- Genre: Drama
- Written by: Thomas Nesi Scott Nisor
- Directed by: Elliot Silverstein
- Starring: Jerry Lewis Patty Duke Morgan Freeman
- Music by: Laurence Rosenthal
- Country of origin: United States
- Original language: English

Production
- Executive producers: Charles Fries Irv Wilson
- Producer: Ian McDougall
- Production location: Toronto
- Cinematography: Albert J. Dunk
- Editor: Leslie Dennis
- Running time: 95 minutes
- Production company: Fries Entertainment

Original release
- Network: ABC
- Release: March 23, 1987

= Fight for Life (film) =

1987 television film directed by Elliot Silverstein

Fight for Life is a 1987 American made-for-television drama film starring Jerry Lewis (in his television film debut), Patty Duke and Morgan Freeman. It was originally broadcast on March 23, 1987, on ABC.

== Plot ==
Dr. Bernard Abrams, an Ohio optometrist, and his wife Shirley Abrams have a six-year-old daughter that has a rare form of epilepsy. The child's paraplegic doctor cares for her. As for the little girl's parents, they need to have a drug approved from the Food and Drug Administration. However, the process is slow and they are forced to fly to England to obtain the medication. They take their cause to the media in order to highlight their case and force the FDA to expedite its decision on use in America.

== Cast ==
- Jerry Lewis : Dr. Bernard Abrams
- Patty Duke : Shirley Abrams
- Barry Morse : Dr. Whalley
- Morgan Freeman : Dr. Sherard
- Jaclyn Bernstein : Felice Abrams
- Gérard Parkes : Father Robert Hunt
- Robert Benson : Dr.
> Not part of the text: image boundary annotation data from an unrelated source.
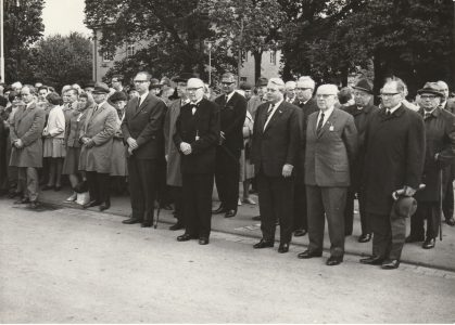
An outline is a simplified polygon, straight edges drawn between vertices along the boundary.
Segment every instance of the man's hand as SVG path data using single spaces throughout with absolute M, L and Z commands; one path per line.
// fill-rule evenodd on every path
M 180 151 L 184 153 L 184 155 L 191 154 L 191 145 L 189 143 L 182 142 L 180 143 Z
M 94 141 L 93 140 L 89 140 L 89 141 L 87 141 L 84 145 L 86 146 L 86 147 L 88 147 L 88 148 L 91 148 L 91 147 L 93 147 L 94 146 Z
M 14 142 L 14 146 L 15 146 L 16 148 L 23 148 L 23 147 L 24 147 L 24 142 L 22 142 L 22 140 L 21 140 L 21 139 L 17 139 L 17 140 Z
M 286 164 L 282 167 L 282 176 L 285 178 L 289 178 L 292 174 L 292 169 L 294 169 L 294 167 L 292 165 Z
M 131 136 L 129 136 L 127 140 L 126 140 L 126 142 L 128 143 L 128 146 L 131 148 L 131 150 L 135 150 L 135 148 L 137 148 L 138 147 L 138 143 L 136 142 L 136 140 L 135 139 L 132 139 Z

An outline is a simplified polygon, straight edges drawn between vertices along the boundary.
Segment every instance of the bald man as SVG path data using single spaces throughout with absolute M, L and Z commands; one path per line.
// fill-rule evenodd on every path
M 338 265 L 344 256 L 344 206 L 351 182 L 350 166 L 357 153 L 357 130 L 351 114 L 334 107 L 338 88 L 321 84 L 316 92 L 319 112 L 308 116 L 305 184 L 308 210 L 308 249 L 299 258 L 323 255 L 325 219 L 329 225 L 330 257 Z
Keith
- Rosemary Dunsmore
- Patricia Hamilton

== Home media ==
The film was released twice on DVD. The first release was on September 4, 2012, on a Morgan Freeman dual release with Moll Flanders. It was later released on October 31, 2012, on an Amazon exclusive dual 'Family Film' release with Dominick and Eugene.

Prior to 2023, it was available to stream on Paramount+.